那根本就不是告白。
——是在求救。
和也,你根本就不想死。
正如原著中的日向日差一般——他还有幼小的孩子要照顾,他还是一个父亲,他一定,也根本就不想死。
无论用多么冠冕堂皇的理由去正当化这一行为,甚至无论其本人是否真的有所意愿选择这样‘自由的死亡’,都无法掩盖这只是基于集体利益对单一个体正当化谋杀的事实。
“和也。”
长久的沉默过后,纱耶香开口了——她喊住正准备离开的里根和也,缓缓睁开的碧绿眸底,是一片令人心悸的决意。
“就那样做吧。”
里根和也一顿。
“——别逗我笑了,这活像是什么从动画原创里跑出来的邪神设定,再强也只能在剧场版里胡乱地蹦一蹦,然后被主角爆个种轻轻松松地干掉。”她的唇角缓缓勾起,看着里根和也面上难得的带着几分空白、茫然与僵硬的神情,语气却是轻松了起来。
“放心吧,就算这个世界快要毁灭,也轮不到你去操心,到时候自然会有12345不知道从哪里蹦出来的人力挽狂澜的。”
她看着他,神色柔和下来。
“先前中忍考试的时候,我就说过了——‘如果再遇到像这样的情况,你就舍弃我,像春树那样的事情,我再也不想经历了。’”
里根和也僵硬着。
“就算对你,我也是一样的。”纱耶香。“你是不想死的,是吗?”
和也一怔。
“你只是需要有一个人这样来清楚地告诉你,那我现在就告诉你——”
“和也,你要活着。”
“如果你为了活着,会影响到里根一族的未来,那就影响它。”
“如果你为了活着,会影响到我,春树,还有其他人的性命,那就不要顾及我们。”
“如果你为了活着,会招致世人的唾骂,会导致灭世的灾祸,那就让它发生。”
“只有你,也只有你想要活着这件事——任何人都无法指责你。”
“你是谁,只能由你来选择,你来定义。”纱耶香看着他。“告诉我,在你的心里,真正的你自己到底想成为一个什么样的人?”

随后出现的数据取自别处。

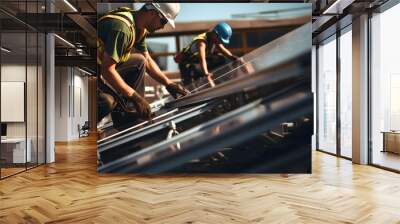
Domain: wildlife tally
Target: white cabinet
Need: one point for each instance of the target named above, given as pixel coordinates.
(14, 150)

里根和也震颤着,他垂在身侧的手不受控制地颤抖起来——纱耶香的话近乎出乎了他所有的预料,他以为她会沉默,会理解,但是最终仍会与其他所有他曾经接触过的人那样同情他,悲悯他,并藉此做一些自以为力所能及的事情,亦或者是成全他作为牺牲者沉浸其中自我满足式的幻想。
——没错,他从未想过有人能救他。
或许在某一刻,他曾经把纱耶香视作一种清醒地幻想般的存在,或者说在渴望着世界上的某处有这样的一个人,会突然出现在他的面前,然后带着一种近乎于无所不能的力量解除里根一族的诅咒——但是与此同时,他又十分清楚,这样的人并不存在于世界上。
于是他开始说服自己——牺牲是必要的,如果必要的终结能够得到令所有人圆满的结局的话。但是与此同时,在他的心底,又难以抑制地生出近乎于刻骨的,对于诞生于世界上的憎恨——他平等地,均衡地嫉妒与憎恨着世界上的美好,及世界上的每一个人。
无论是沉浸在少女爱恋中的纱耶香,向往着成为三忍之一的春树,沉浸在在他看来和过家家没什么两样的笼中鸟制度中的日向宁次,相信着努力能够获得回报的李洛克和迈特凯……他们在同一个班级里,一同执行任务,看起来好像似乎很接近,但是其实又截然不同。
他们都有着距离他来说十分遥远的,可选择的自由,以及能够尽情描绘的可期盼与接触的未来。
“我叫里根和也,喜欢做的事情是把美好的东西毁灭给人看,不喜欢的事情是喜剧,理想是能够见证人类灭亡的那一天。”
他是如此定义自己的。
纱耶香曾经是这样的存在。
在铃铛测验中,她是第一个不曾畏惧他请神姿态的人,加上冈中春树与他们的第一次合作——可是那又如何?
他一边扮演着被感化的同伴,一边疯狂地,近乎充满恶意地戳破他们的梦想,讽刺他们,甚至无数次在暗中一度想要毁掉他们的梦想——
无论是对陷入流沙中的冈中春树见死不救也好。
在沙漠中失控的请神之力,在潜意识里地向纱耶香下了【去死】的命令也好。
那次考试中与大蛇丸分离过后,他清楚地看见了天照加奈对纱耶香下的死手却无动于衷。
在伊比喜笔试的最后一道试题中,明知可能连累队友再也无法成为中忍,故意举起手来弃权也好。